Case Studies

Trying to bridge the gap between analysis and visualization, Medusa can be used in a great variety of different applications.

Below we give few examples to show such cases.

Other sample data can be found here : DATA1  DATA2

Case study 1 - STRING Database support

 

Medusa was initially used as a front-end application to support STRING database.

The main advantage of the tools is that it is able to support different types of connections between two nodes.

Such information is provided by STING database and Medusa is a really nice application for such a purpose.

The image her shows a real example of such a network as it is originally produced by STRING database.

Suppose we have determined a link between SYW_PROMA (Tryptophanyl-tRNA synthetase (EC 6.1.1.2) (Tryptophan--tRNA ligase) (TrpRS) in Prochlorococcus marinus; see STRING) and TRPA_THETN (TRPA in Thermoanaerobacter tengcongensis). Let's call this evidence type 'experiments'. Right-press on one of these nodes and create a link to the other by dragging the mouse to the other node. When you release, a dialog will open. Choose 'experiments' from interaction type. Also, change color and shape by right-clicking on the nodes. Data

 

Case study 2 - Extracting protein complexes from PPI data

Medusa in now a useful tool that goes one step further that visualization.

Hosting a great variety of clustering algorithms, we used Medusa to identify and extract protein complexes from a protein-protein interaction yeast dataset (Gavin, et al., 2006) as presented in (Moschopoulos, et al., 2009).

Medusa was also used as a front-end application to visualize clustering algorithms for jClust clustering platform.

Protein complexes predicted after applying Spectral clustering algorithm and filtering the results in a yeast protein–protein dataset using the jClust application (Pavlopoulos et al. ).The budding yeast Arp2/3 complex that is highlighted was successfully predicted.

Case study 3 - Human-GpDB

Taking advantage of its reach layouts, we used Medusa to visualize workflows of signal transduction from the outer to the inner part of the cell.

The original information was taken from human-gpDB (Satagopam, et al., 2010) database.

Visualization of human Prostanoid TP receptor’s interactions (drugs included).

(a) Arena3D Visualization: Human Prostanoid TP receptor protein of Class A GPCR family targets four Gα G-Proteins that belong to Gq/11 family. The G-Proteins are connected to effectors proteins belonging to eight specific families.
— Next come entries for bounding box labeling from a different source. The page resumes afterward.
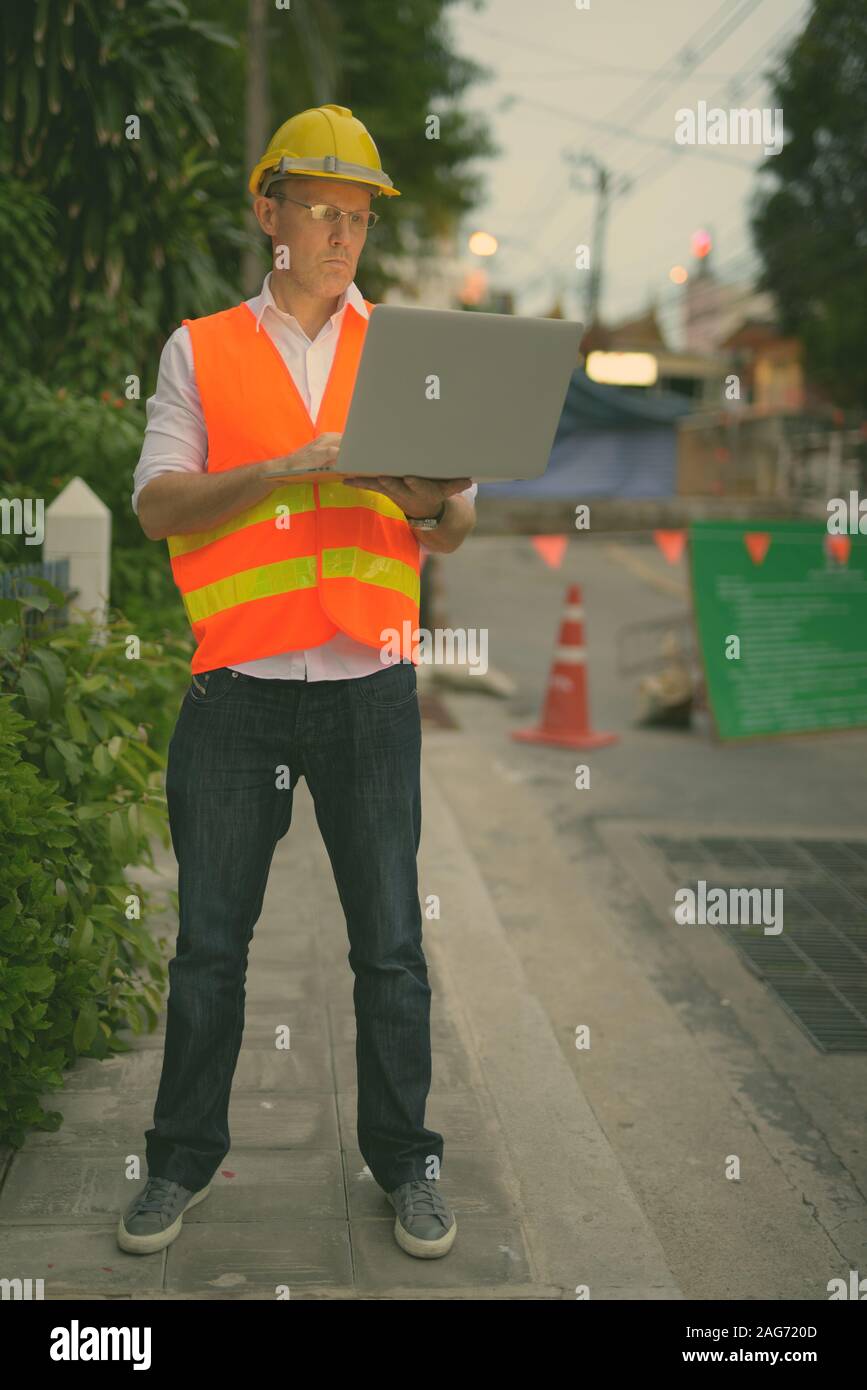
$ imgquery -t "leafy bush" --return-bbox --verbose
[0,581,189,1145]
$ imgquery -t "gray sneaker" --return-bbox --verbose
[117,1177,211,1255]
[386,1177,457,1259]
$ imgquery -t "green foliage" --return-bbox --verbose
[753,0,867,409]
[0,0,242,383]
[0,592,188,1145]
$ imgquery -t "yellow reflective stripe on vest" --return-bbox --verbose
[183,555,317,623]
[320,482,406,520]
[167,482,313,559]
[322,545,420,603]
[167,482,403,559]
[183,545,420,623]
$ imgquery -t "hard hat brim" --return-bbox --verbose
[247,150,402,197]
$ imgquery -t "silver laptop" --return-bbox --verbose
[328,304,584,482]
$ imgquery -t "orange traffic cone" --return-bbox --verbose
[511,584,620,748]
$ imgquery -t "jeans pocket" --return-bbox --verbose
[353,662,417,709]
[186,666,245,705]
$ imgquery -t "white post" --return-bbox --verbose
[42,478,111,627]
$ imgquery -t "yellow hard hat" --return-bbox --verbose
[247,106,400,197]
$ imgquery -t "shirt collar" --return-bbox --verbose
[247,271,370,332]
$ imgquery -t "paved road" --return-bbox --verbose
[428,538,867,1298]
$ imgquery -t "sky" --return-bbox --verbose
[446,0,811,341]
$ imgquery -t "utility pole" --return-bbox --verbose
[240,0,270,295]
[565,154,631,328]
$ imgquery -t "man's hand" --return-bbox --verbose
[343,474,472,517]
[258,432,343,482]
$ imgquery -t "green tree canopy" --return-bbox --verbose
[752,0,867,409]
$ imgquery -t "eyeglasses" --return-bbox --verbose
[265,193,379,232]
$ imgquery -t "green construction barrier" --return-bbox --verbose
[689,521,867,738]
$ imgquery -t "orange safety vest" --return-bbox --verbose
[167,299,421,673]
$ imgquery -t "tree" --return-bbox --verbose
[752,0,867,410]
[196,0,497,300]
[0,0,240,389]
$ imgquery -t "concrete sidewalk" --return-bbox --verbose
[0,727,681,1300]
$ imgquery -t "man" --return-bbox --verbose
[118,106,477,1258]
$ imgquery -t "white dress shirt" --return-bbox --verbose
[132,272,478,681]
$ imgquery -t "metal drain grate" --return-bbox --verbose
[643,835,867,1052]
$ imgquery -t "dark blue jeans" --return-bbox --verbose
[146,662,443,1191]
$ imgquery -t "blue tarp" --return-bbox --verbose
[478,371,695,503]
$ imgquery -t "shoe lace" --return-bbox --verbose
[136,1177,179,1212]
[407,1177,449,1226]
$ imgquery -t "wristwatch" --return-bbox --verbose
[403,498,446,531]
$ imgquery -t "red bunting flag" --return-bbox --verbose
[529,535,568,570]
[653,531,686,564]
[825,535,852,564]
[743,531,771,564]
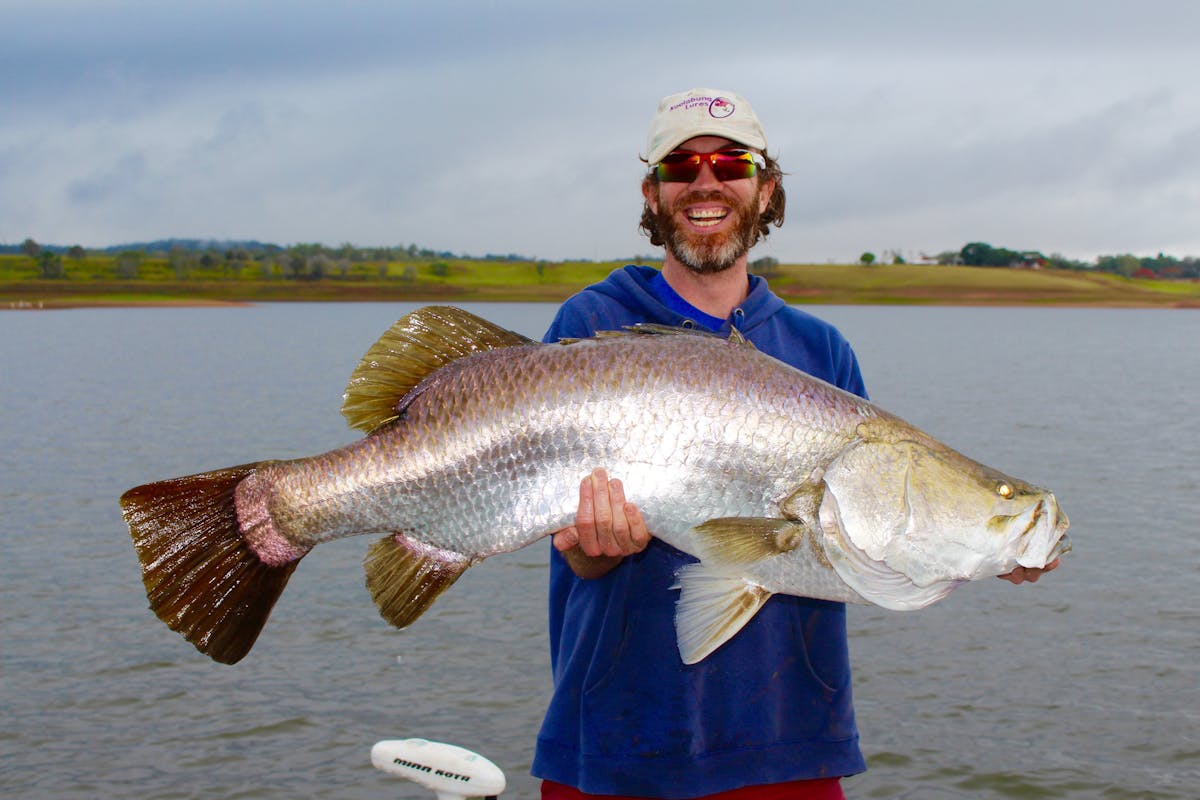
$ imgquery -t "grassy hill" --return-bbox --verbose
[0,254,1200,308]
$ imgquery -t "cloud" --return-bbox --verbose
[0,0,1200,260]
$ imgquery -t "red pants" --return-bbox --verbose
[541,777,846,800]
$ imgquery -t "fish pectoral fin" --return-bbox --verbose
[692,517,809,566]
[364,534,472,627]
[342,306,533,433]
[779,477,827,528]
[674,564,772,664]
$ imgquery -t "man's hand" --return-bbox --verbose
[553,469,650,578]
[996,559,1058,583]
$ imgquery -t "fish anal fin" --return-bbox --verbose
[121,464,299,664]
[676,563,772,664]
[692,517,810,566]
[364,534,472,627]
[342,306,533,433]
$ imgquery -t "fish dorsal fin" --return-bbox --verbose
[674,564,772,664]
[342,306,533,433]
[614,323,755,350]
For this specific receptor 23 different drugs exist.

(b) Medusa 2D Visualization: Human Prostanoid TP receptor protein targets Gα G-Proteins that belong to Gq/11 family. These G-Proteins interact with 11 different subfamilies of effectors. For this specific receptor 23 different drugs exist.

 

Case study 4 - Human-GpDB

Taking advantage of its reach layouts, we used Medusa to visualize workflows of signal transduction from the outer to the inner part of the cell.

The original information was taken from human-gpDB (Satagopam, et al., 2010) database.

Visualization of human Prostanoid TP receptor’s interactions (drugs included).

Human postanoid receptors and their interactions. GPCR transmembrane proteins are classified in subfamilies whereas G-proteins and effectors are classified in families according to Human-gpDB database (Satagopam, et al., 2010). A preloaded image of a Cell shows the signal transduction from the outer to the inner part of the cell. DATA

 

Case study 5 - COAL

Taking advantage of its reach layouts, we used Medusa visualize data coming from COAL application.

In this work, a spectral bipartitioning technique was applied to all proteins from 53 archaeal genomes. Comparisons between different taxonomic levels allowed us to study the effects of phylogenetic distances on cluster structure. Likewise, by associating functional annotations and phenotypic metadata with each protein, we could compare our protein similarity clusters with both protein function and associated phenotype. Our clusters can be analyzed graphically and interactively online.